Caregivers Across Borders
Currently, Nita is preparing to facilitate a support group specifically for caregivers like her, ones that care for a loved one in another country. This new support group, Caregivers Across Borders, starts this coming February 2026.
Support group description: Caring for a loved one with dementia is never easy, and when geography separates families, the challenges multiply. Long-distance caregiving means providing emotional, financial, logistical, and sometimes medical support from afar.
“I did not really have any guidance on long distance support when I was going through it, I needed informational and emotional guidance, and I didn’t have that kind of guidance.
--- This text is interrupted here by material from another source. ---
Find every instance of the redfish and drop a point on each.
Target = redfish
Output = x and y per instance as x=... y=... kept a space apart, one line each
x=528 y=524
I got broken guidance here and there but not long-distance guidance sitting here in U.S. That’s why when [I was asked, I said,] ‘Okay I will go all out and support this.’”
Here are some things you can expect to learn in the support group:
- Health and safety
- Red flags
- Emergency planning
- Medication management
- Practical caregiving from afar
- Coordinating Care
- Best practices for remote calls
- Emotional and family dynamics
- Managing guilt and stress
- Family collaboration
- Maintaining emotional connection
“Supporting a parent from afar is one of the most emotionally complex forms of caregiving. You are close enough to feel every worry… yet far enough to feel helpless. And the world often sees only the logistics—appointments, medicines, schedules. But the real caregiving happens in the invisible spaces: the emotional threads we keep alive across the distance.
“For me, staying connected to my father’s inner world, his feelings, his essence, his humanity mattered just as much as caring for his physical needs. And that kind of connection can absolutely thrive, even when you are miles away.”